« La maternité n’est pas un lieu de maltraitance » , « Respecter les femmes, même en salle d’accouchement », « Stop aux violences obstétricales en RDC » : tels sont les principaux messages contenus dans la déclaration des femmes congolaises contre les violences gynécologiques et obstétricales en RDC. Déclaration faites devant la presse le vendredi 27 mars 2026 par USAWA Initiatives, une organisation de défense des droits des femmes dirigée par Dorcas BWALELO, sa directrice exécutive, à Kinshasa.

Cette vague d’indignation sans précédent secoue les femmes congolaises. En cause : les images et témoignages bouleversants d’une femme violentée en plein accouchement à l’Hôpital général de référence de Kinkole. Un acte d’une brutalité choquante, qui a profondément heurté la conscience collective et ravivé une réalité trop longtemps passée sous silence : celle des violences gynécologiques et obstétricales en RDC.

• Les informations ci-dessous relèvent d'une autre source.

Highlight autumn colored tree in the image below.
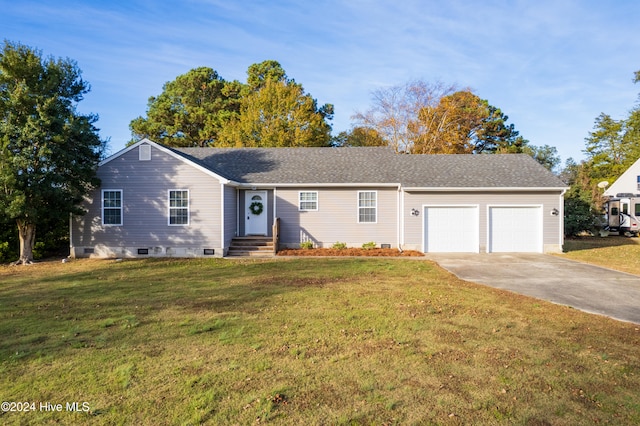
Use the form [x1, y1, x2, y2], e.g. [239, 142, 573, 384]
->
[218, 78, 333, 147]
[352, 80, 457, 152]
[332, 126, 387, 147]
[411, 90, 487, 153]
[354, 81, 530, 156]
[410, 90, 530, 155]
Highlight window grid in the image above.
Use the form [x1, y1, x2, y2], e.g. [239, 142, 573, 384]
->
[102, 190, 122, 225]
[358, 191, 377, 223]
[299, 191, 318, 211]
[169, 190, 189, 225]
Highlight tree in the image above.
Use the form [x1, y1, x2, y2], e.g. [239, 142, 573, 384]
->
[218, 78, 334, 147]
[561, 159, 604, 236]
[410, 90, 532, 155]
[0, 41, 105, 264]
[130, 60, 333, 148]
[354, 81, 532, 156]
[332, 126, 387, 147]
[130, 67, 242, 147]
[352, 80, 458, 152]
[411, 90, 488, 153]
[246, 59, 287, 90]
[522, 144, 561, 173]
[583, 113, 628, 181]
[582, 70, 640, 185]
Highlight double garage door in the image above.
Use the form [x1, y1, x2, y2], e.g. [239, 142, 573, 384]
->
[423, 206, 542, 253]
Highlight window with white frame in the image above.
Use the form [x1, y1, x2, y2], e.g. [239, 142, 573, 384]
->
[358, 191, 377, 223]
[102, 190, 123, 225]
[169, 190, 189, 225]
[299, 191, 318, 211]
[637, 175, 640, 191]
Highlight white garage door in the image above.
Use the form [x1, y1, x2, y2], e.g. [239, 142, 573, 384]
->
[489, 206, 542, 253]
[424, 206, 479, 253]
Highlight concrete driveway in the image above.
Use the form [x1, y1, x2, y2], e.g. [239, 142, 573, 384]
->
[423, 253, 640, 324]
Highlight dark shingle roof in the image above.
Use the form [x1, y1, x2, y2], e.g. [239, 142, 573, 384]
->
[172, 146, 566, 188]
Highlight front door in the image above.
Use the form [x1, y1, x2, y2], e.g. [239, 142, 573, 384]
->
[245, 191, 268, 235]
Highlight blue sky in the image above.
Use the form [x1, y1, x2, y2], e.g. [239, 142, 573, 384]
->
[2, 0, 639, 163]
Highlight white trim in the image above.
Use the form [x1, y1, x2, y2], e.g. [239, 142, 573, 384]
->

La colère gronde, particulièrement chez les femmes. Dans les quartiers de Kinshasa comme dans les provinces, les voix s’élèvent pour dénoncer un système de soins où certaines patientes, au moment le plus vulnérable de leur vie, sont exposées à des traitements indignes.

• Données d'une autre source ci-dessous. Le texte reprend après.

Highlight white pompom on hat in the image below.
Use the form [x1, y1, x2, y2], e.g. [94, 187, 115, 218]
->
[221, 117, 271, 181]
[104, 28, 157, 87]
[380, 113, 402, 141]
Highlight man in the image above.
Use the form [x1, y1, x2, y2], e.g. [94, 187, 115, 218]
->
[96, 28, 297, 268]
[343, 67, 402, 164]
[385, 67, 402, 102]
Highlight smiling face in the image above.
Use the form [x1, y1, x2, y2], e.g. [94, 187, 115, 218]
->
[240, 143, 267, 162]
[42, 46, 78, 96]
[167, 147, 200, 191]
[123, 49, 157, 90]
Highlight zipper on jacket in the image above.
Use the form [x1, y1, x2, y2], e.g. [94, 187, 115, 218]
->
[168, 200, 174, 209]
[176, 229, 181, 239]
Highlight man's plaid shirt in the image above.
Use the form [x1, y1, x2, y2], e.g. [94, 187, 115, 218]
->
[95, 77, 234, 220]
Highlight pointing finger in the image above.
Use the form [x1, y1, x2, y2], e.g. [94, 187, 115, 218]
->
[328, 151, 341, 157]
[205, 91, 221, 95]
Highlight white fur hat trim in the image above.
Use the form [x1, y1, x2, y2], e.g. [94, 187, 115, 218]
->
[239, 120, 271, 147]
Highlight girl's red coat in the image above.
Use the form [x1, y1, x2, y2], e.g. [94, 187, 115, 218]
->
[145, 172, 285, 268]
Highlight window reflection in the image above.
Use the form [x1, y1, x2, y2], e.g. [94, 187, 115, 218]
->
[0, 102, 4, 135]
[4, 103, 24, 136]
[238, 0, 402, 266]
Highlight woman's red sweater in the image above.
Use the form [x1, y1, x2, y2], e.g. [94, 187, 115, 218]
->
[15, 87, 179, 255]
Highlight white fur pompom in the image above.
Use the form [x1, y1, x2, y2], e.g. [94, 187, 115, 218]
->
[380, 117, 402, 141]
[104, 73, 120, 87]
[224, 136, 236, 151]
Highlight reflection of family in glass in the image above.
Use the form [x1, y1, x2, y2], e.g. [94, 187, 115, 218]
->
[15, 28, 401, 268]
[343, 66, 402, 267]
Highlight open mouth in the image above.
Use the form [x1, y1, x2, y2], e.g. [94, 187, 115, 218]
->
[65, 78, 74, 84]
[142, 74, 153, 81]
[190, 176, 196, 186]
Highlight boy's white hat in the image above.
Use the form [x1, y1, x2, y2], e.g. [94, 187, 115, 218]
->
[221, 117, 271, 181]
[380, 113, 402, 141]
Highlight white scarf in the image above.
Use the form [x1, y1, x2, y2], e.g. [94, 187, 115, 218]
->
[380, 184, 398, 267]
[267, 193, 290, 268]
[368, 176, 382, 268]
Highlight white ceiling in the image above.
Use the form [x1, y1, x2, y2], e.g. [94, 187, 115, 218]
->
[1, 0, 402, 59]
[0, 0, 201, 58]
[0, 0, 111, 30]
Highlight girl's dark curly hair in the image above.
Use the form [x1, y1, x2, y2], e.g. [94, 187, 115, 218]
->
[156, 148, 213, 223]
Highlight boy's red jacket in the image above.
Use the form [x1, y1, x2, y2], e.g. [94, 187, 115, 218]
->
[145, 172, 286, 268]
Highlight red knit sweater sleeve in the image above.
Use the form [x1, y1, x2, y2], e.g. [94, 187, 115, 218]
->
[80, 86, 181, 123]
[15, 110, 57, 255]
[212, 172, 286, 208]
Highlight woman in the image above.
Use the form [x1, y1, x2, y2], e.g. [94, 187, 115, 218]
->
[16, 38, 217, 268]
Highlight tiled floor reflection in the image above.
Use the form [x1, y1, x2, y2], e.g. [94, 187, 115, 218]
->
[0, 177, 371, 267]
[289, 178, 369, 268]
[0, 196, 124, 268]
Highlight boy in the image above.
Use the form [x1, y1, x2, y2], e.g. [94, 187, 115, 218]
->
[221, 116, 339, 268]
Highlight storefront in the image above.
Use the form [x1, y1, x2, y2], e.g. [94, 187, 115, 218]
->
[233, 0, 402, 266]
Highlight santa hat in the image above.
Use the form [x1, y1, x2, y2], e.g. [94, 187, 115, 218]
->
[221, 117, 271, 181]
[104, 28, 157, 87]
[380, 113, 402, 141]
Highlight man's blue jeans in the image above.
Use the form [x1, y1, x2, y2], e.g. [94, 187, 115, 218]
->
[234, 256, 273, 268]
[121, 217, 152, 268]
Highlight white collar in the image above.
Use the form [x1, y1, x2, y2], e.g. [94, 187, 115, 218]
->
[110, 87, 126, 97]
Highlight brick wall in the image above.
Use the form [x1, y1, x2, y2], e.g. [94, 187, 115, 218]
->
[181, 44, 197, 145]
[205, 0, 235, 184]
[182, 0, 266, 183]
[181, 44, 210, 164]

« Ayant appris, avec une profonde indignation, à travers les réseaux sociaux, le traitement inhumain d’une extrême gravité infligé par un professionnel de santé à une femme pendant qu’elle donnait la vie, nous dénonçons avec la plus grande fermeté cette violation grave des droits humains », a déclaré Dorcas BWALELO.
L’acte posé à Kinkole n’est pas perçu comme un simple dérapage individuel. Il est le symbole d’un problème structurel plus profond, enraciné dans des pratiques médicales déshumanisées et dans un manque criant de mécanismes de contrôle.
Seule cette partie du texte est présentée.